Et cette fois, le vide nous a rattrapés.
Je balaie l'assemblée du regard. Ansgar, qui prend le pouls d'Houshang avec une neutralité que je sais être son seul masque devant l'horrible réalisation ; Seo-jun, qui est en train de se mordre les doigts avec une telle force que je crains de voir le sang couler ; Ade, qui fixe les yeux vides d'Houshang avec une expression presque horrifiée ; Alannah, qui s'est caché les yeux entre les mains et mâchonne son collier, secouée de spasmes ; Emerens, bras croisés, qui a la tête tournée vers le sol, son visage plus indéchiffrable que jamais.
Mais aussi Moanaura, qui tourne en rond en triturant la garde de son sabre ; Nako, qui regarde aux alentours avec une expression perdue, trop perdue dans ses pensées ; Ibrahim appuyé sur un genou, qui se maintient plus immobile qu'une statue ; et Sachiko, qu'il retient de toute la force de sa poigne, qui continue de sourire plus que jamais elle n'a jamais souri.
Ses mains pleines de sang et ses bottes rougies.
Il faut un peu de temps avant qu'Ansgar ne se relève du corps, balayant l'assemblée du regard.
« Bien.
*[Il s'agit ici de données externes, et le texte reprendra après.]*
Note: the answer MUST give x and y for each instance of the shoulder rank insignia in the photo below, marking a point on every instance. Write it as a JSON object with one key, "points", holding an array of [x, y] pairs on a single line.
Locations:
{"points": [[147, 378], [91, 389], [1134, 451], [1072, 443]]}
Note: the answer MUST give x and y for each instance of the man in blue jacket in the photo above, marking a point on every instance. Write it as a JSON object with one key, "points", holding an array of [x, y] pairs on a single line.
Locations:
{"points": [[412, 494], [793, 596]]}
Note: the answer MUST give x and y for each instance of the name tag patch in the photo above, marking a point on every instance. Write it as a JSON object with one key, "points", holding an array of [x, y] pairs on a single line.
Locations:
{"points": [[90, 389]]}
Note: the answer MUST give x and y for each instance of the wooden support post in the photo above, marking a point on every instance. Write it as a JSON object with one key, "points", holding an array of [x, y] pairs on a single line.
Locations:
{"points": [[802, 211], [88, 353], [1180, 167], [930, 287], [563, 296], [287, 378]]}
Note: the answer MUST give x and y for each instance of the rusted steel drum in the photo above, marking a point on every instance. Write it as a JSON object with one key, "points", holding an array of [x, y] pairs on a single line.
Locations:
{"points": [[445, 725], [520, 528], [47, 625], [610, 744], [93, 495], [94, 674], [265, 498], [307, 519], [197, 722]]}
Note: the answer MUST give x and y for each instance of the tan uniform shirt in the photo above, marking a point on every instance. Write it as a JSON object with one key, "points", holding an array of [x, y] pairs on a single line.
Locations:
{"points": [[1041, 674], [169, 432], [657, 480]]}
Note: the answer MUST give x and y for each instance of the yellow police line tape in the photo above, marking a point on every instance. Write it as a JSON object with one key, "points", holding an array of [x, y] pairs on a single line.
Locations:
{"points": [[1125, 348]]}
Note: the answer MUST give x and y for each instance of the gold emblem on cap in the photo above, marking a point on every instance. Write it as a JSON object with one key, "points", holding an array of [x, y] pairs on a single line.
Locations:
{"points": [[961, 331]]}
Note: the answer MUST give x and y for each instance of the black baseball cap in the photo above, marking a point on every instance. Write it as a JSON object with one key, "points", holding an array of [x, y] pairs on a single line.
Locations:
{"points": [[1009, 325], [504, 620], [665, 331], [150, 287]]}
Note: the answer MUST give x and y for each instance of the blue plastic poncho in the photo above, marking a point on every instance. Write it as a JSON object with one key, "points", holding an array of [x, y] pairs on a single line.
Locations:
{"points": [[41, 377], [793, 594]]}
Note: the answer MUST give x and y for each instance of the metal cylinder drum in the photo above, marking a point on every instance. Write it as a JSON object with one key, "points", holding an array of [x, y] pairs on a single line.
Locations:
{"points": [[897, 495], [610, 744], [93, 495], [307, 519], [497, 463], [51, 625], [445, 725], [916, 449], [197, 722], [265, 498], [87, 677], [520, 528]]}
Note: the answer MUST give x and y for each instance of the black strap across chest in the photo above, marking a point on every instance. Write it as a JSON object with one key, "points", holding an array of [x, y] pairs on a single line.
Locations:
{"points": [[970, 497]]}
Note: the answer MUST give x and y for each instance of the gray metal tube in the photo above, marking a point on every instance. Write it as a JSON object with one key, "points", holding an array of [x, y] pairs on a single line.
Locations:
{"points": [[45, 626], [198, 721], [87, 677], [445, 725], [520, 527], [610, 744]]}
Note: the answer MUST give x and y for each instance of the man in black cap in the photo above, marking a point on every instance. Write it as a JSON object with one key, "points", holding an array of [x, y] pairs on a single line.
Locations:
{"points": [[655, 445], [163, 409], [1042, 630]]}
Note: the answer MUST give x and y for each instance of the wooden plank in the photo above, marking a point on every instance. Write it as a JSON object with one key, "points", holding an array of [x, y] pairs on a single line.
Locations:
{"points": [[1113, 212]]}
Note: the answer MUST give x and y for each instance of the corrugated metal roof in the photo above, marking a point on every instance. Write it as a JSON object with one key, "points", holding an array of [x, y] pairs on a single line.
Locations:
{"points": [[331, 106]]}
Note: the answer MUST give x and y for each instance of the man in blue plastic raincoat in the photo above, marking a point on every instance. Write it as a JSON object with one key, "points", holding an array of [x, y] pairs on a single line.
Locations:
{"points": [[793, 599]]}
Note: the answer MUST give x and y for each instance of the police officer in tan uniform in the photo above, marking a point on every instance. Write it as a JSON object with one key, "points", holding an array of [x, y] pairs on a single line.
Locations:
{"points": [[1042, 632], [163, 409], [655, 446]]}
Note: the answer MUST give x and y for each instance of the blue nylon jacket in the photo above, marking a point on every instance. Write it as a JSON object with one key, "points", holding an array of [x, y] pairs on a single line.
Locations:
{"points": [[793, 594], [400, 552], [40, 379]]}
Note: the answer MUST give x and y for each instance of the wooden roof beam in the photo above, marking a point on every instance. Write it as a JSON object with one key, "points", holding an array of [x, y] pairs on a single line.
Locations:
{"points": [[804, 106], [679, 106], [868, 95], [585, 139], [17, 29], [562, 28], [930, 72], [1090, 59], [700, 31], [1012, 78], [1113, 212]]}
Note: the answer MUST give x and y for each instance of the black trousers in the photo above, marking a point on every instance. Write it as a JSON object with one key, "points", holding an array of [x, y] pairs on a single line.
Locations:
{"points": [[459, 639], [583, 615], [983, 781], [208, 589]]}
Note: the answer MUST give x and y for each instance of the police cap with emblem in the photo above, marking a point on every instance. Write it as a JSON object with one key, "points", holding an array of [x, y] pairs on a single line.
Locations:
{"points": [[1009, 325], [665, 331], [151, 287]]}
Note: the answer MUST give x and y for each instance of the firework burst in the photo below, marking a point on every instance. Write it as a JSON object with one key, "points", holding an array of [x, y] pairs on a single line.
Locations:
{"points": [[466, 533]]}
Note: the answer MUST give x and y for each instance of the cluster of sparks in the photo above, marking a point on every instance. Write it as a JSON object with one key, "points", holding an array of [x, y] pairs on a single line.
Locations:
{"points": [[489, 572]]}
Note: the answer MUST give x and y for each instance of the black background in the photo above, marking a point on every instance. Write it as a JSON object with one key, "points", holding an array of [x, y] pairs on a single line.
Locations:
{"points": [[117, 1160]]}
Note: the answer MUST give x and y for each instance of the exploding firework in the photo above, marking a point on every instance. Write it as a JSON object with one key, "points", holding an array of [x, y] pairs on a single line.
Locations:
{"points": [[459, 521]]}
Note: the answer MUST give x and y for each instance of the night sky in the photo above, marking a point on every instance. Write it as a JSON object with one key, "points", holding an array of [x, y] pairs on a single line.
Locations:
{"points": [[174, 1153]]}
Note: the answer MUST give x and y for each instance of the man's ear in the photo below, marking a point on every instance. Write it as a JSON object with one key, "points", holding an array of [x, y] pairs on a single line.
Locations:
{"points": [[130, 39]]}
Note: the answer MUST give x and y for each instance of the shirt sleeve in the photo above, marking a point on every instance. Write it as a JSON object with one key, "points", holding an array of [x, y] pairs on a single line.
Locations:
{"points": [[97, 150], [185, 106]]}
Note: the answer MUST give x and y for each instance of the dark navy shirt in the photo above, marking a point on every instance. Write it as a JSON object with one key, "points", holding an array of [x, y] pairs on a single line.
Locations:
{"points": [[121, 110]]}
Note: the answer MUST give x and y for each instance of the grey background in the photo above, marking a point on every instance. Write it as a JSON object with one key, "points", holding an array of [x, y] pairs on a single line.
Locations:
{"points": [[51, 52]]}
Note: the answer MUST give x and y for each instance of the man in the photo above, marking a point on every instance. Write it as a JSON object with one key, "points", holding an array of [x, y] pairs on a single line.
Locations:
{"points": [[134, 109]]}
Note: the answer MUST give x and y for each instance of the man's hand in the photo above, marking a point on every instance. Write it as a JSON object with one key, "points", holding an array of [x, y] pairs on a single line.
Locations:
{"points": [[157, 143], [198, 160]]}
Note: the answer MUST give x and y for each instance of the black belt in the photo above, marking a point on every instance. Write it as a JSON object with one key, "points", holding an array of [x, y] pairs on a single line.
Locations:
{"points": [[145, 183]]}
Nous sommes, cette fois, tous là.
— Comment ça, tous ? l'interrompt Nako ; Et Ester ? Où est Ester ? »
Ansgar pince les lèvres. C'est Emerens qui prend la parole à sa place.
« Morte. »
Nako retient une exclamation. Avant de serrer les poings sur sa jupe, les yeux fixés dans ceux, sans expression, d'Emerens. Qui d'ailleurs n'exprime toujours pas la moindre émotion. Si ce n'est un lueur non identifiable dans son œil mais certainement pas positive.
« Morte ?!? Intervient Moanaura. Alors, cette deuxième alarme qu'on a entendue, et le fait que vous ne soyez pas venus tout de suite...
— C'est ça, soupire Ansgar. Elle est en haut des escaliers, sous la surveillance du Fan, mais je pense que ce sera inutile, puisque nous sommes tous ici.
— Deux cadavres, cette fois, renchérit Ade. Je me demande bien qui sont leurs meurtriers. Est-ce qu'on devra condamner deux personnes ? »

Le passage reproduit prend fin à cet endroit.